Boris Johnson's decision to prorogue parliament on September 12, 2019 was unprecedented in British political history. The new parliament wouldn't start until October 14, a full 33 days since the previous parliament ended. Not since 1931 had a parliament been prorogued for 33 days. Since the turn of the millennium, the average length of time between parliamentary sessions was 8 calendar days.  Boris Johnson's break with convention makes his prorogation unlawful. Because the British constitution is not a written, codified document, parliament and prime minister is bound by convention. Any breach of convention must be seen as an unlawful act.
The parliamentary session running from June 21, 2017, to September 9, 2019, was the longest on record. It ran for 810 calendar days.
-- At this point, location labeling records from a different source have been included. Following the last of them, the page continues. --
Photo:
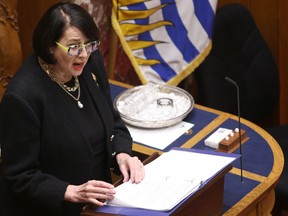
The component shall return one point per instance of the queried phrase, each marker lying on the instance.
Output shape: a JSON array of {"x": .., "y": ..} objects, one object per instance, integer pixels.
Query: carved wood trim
[{"x": 7, "y": 15}]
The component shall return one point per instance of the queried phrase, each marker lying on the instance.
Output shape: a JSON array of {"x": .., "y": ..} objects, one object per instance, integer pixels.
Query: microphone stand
[{"x": 239, "y": 123}]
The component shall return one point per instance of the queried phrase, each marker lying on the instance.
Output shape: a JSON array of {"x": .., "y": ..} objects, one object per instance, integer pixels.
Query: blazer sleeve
[
  {"x": 20, "y": 142},
  {"x": 121, "y": 140}
]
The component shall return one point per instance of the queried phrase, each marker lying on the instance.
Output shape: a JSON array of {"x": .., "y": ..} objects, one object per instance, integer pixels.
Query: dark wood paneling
[
  {"x": 30, "y": 12},
  {"x": 283, "y": 60}
]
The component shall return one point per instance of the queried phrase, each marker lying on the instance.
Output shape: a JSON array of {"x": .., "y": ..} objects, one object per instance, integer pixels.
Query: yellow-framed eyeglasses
[{"x": 75, "y": 50}]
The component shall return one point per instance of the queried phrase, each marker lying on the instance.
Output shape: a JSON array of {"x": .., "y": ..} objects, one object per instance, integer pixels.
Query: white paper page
[
  {"x": 169, "y": 179},
  {"x": 159, "y": 138}
]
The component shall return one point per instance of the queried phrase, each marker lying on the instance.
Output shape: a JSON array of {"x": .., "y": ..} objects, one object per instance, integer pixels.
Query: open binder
[{"x": 176, "y": 190}]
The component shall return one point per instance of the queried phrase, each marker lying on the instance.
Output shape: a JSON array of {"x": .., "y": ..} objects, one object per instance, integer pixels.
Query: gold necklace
[{"x": 67, "y": 89}]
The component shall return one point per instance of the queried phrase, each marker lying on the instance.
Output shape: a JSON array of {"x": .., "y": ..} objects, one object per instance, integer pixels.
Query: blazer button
[{"x": 111, "y": 138}]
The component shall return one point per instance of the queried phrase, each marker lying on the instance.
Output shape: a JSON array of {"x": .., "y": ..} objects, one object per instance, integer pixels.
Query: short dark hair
[{"x": 55, "y": 21}]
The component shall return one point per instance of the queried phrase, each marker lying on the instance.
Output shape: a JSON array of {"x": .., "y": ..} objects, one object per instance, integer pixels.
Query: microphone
[{"x": 239, "y": 123}]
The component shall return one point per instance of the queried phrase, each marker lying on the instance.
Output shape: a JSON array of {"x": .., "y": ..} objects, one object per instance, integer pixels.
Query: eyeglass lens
[{"x": 77, "y": 49}]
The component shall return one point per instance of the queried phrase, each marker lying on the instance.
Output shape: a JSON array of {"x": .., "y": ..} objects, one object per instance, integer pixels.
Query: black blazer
[{"x": 43, "y": 148}]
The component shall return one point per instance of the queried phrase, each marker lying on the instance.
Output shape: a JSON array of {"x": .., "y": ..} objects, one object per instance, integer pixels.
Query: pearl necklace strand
[{"x": 67, "y": 89}]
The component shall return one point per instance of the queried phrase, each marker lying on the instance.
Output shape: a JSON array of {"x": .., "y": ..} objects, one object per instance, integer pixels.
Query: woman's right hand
[{"x": 95, "y": 192}]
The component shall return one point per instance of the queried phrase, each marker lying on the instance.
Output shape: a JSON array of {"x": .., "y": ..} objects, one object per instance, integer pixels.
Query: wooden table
[{"x": 261, "y": 155}]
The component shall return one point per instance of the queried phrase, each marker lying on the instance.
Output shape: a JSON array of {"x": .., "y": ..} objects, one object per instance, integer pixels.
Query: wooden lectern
[{"x": 207, "y": 200}]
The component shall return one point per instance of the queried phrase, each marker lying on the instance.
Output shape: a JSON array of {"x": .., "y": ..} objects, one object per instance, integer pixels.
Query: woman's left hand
[{"x": 130, "y": 165}]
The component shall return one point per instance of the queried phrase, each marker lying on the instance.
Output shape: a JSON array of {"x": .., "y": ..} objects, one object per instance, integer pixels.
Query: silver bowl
[{"x": 153, "y": 106}]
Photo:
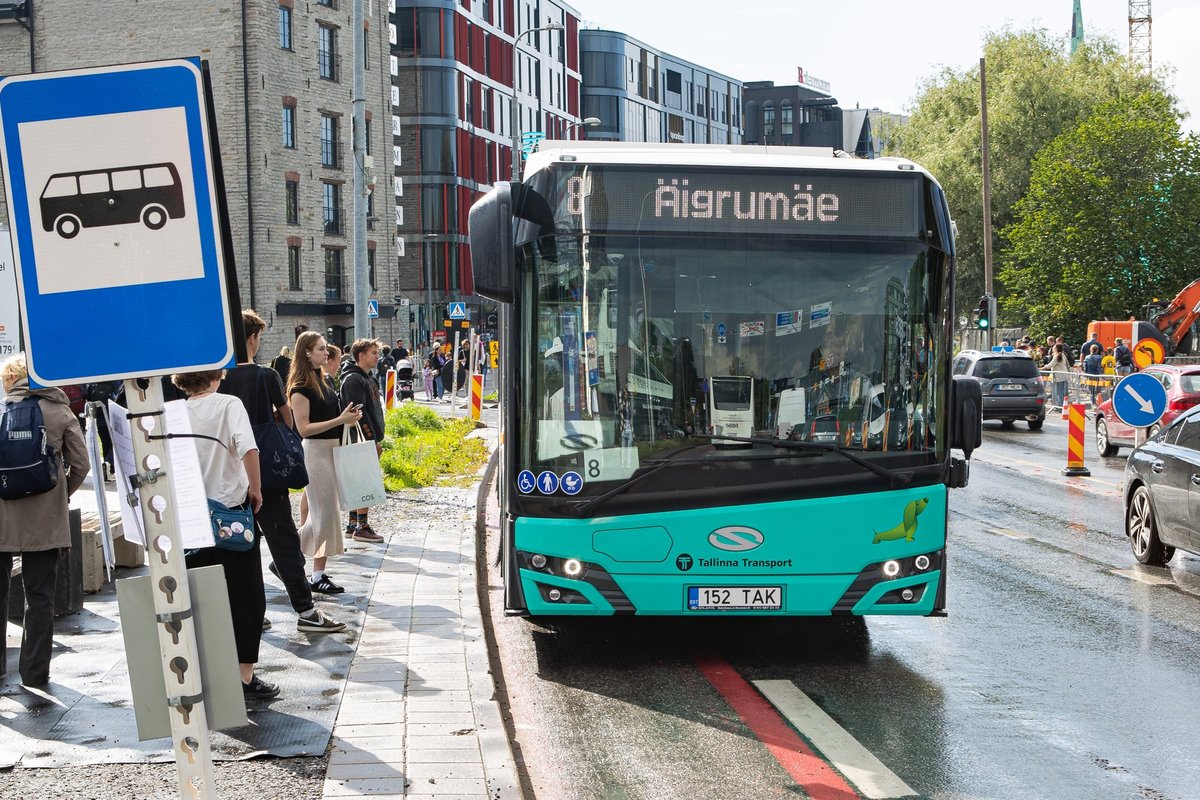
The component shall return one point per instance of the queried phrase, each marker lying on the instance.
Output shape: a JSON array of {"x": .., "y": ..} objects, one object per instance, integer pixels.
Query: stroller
[{"x": 405, "y": 379}]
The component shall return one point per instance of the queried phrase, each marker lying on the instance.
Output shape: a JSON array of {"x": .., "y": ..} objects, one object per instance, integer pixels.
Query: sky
[{"x": 877, "y": 53}]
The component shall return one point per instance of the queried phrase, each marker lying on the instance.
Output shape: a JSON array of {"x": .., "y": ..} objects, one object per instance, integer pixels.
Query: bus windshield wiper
[{"x": 897, "y": 479}]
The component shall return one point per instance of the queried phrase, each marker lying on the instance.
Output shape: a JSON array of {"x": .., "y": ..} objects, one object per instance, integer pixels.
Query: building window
[
  {"x": 285, "y": 28},
  {"x": 292, "y": 200},
  {"x": 294, "y": 268},
  {"x": 331, "y": 208},
  {"x": 330, "y": 155},
  {"x": 334, "y": 277},
  {"x": 327, "y": 53},
  {"x": 289, "y": 127}
]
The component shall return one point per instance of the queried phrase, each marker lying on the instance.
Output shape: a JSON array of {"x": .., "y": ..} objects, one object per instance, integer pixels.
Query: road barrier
[{"x": 1075, "y": 428}]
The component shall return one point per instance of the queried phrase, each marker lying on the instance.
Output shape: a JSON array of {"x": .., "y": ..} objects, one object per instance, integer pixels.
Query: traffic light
[{"x": 983, "y": 313}]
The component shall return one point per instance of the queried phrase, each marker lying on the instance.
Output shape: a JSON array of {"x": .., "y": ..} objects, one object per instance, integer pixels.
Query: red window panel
[
  {"x": 573, "y": 43},
  {"x": 477, "y": 48},
  {"x": 460, "y": 38},
  {"x": 573, "y": 97},
  {"x": 462, "y": 169}
]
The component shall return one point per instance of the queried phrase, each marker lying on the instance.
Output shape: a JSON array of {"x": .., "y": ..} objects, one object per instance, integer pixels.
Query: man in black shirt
[
  {"x": 358, "y": 388},
  {"x": 262, "y": 392}
]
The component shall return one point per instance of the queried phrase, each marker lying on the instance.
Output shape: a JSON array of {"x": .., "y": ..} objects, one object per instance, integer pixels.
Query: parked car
[
  {"x": 1011, "y": 382},
  {"x": 1182, "y": 386},
  {"x": 1162, "y": 494}
]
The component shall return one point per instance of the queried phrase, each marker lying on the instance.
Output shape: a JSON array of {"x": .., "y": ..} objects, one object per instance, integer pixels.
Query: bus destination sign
[{"x": 809, "y": 203}]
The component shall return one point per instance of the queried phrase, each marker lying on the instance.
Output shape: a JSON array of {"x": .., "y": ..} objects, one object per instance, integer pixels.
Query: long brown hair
[{"x": 303, "y": 373}]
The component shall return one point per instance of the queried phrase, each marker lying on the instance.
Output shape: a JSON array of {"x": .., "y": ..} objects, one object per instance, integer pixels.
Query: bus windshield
[{"x": 641, "y": 341}]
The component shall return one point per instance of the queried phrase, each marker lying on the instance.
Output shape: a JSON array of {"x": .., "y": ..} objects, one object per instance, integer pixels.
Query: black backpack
[{"x": 28, "y": 463}]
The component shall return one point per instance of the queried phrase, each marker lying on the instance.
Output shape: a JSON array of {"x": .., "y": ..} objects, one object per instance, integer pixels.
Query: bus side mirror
[
  {"x": 966, "y": 414},
  {"x": 492, "y": 257}
]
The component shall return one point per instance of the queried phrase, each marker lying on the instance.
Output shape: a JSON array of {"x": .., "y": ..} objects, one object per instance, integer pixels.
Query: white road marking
[
  {"x": 1012, "y": 534},
  {"x": 858, "y": 764},
  {"x": 1144, "y": 577}
]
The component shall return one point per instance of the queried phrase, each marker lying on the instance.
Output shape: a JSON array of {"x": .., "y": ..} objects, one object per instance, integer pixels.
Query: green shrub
[{"x": 423, "y": 447}]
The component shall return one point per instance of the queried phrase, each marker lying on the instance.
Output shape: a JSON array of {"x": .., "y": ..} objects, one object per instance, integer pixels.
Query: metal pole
[
  {"x": 172, "y": 594},
  {"x": 454, "y": 377},
  {"x": 359, "y": 104},
  {"x": 987, "y": 198}
]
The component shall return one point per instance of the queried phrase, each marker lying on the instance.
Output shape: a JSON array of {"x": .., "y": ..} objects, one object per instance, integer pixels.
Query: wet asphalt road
[{"x": 1059, "y": 674}]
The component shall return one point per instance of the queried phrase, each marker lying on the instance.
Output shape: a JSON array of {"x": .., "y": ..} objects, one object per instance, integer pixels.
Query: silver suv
[{"x": 1011, "y": 383}]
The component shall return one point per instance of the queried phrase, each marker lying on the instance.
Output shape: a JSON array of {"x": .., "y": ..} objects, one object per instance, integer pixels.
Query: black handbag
[{"x": 280, "y": 450}]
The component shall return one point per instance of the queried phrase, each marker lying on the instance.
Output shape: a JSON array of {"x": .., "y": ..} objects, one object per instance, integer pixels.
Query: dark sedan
[{"x": 1162, "y": 493}]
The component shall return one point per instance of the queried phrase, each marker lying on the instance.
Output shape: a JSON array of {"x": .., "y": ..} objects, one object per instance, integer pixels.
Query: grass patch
[{"x": 423, "y": 447}]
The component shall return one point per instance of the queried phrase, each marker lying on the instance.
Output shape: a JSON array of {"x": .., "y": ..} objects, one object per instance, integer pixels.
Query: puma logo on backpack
[{"x": 28, "y": 463}]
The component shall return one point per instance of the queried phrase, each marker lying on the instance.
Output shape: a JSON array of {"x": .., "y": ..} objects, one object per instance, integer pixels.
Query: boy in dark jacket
[{"x": 360, "y": 389}]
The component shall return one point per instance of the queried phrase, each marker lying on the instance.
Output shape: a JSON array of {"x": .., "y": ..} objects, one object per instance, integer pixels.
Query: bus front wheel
[
  {"x": 67, "y": 226},
  {"x": 154, "y": 217}
]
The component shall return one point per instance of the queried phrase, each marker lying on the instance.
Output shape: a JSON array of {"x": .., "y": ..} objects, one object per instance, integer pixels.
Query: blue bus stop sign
[
  {"x": 1139, "y": 400},
  {"x": 113, "y": 206}
]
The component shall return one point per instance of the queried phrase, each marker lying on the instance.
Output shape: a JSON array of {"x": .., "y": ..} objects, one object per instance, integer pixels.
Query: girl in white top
[{"x": 231, "y": 477}]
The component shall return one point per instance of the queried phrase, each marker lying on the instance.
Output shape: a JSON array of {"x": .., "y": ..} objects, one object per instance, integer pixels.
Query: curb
[{"x": 499, "y": 765}]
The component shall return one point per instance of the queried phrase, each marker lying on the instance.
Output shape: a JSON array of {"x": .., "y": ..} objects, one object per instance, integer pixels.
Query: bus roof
[{"x": 708, "y": 155}]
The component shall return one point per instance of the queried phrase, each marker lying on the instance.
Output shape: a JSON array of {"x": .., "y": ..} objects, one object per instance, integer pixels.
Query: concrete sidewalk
[{"x": 417, "y": 715}]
To allow it to continue would have defied precedent and pushed parliament further into unchartered waters.  If, as Johnson's critics claim, convention is essential to the functioning of government, then they should celebrate the prorogation, not criticise it. Secondly, the length of the prorogation was also not unprecedented. Much of the period between sessions was already covered by the three-week parliamentary recess already planned for the party conferences. If you take this into account, the actual length of the prorogation was only seven days, not 33. This is a perfectly normal period of time to have between parliamentary sessions.
[P1] Breaching parliamentary convention is unlawful. [P2] Boris Johnson's prorogation is a breach of parliamentary convention. [P3]Therefore, the prorogation is unlawful.
Rejecting the premises
[Rejecting P2] Boris Johnson's prorogation was not a breach of convention.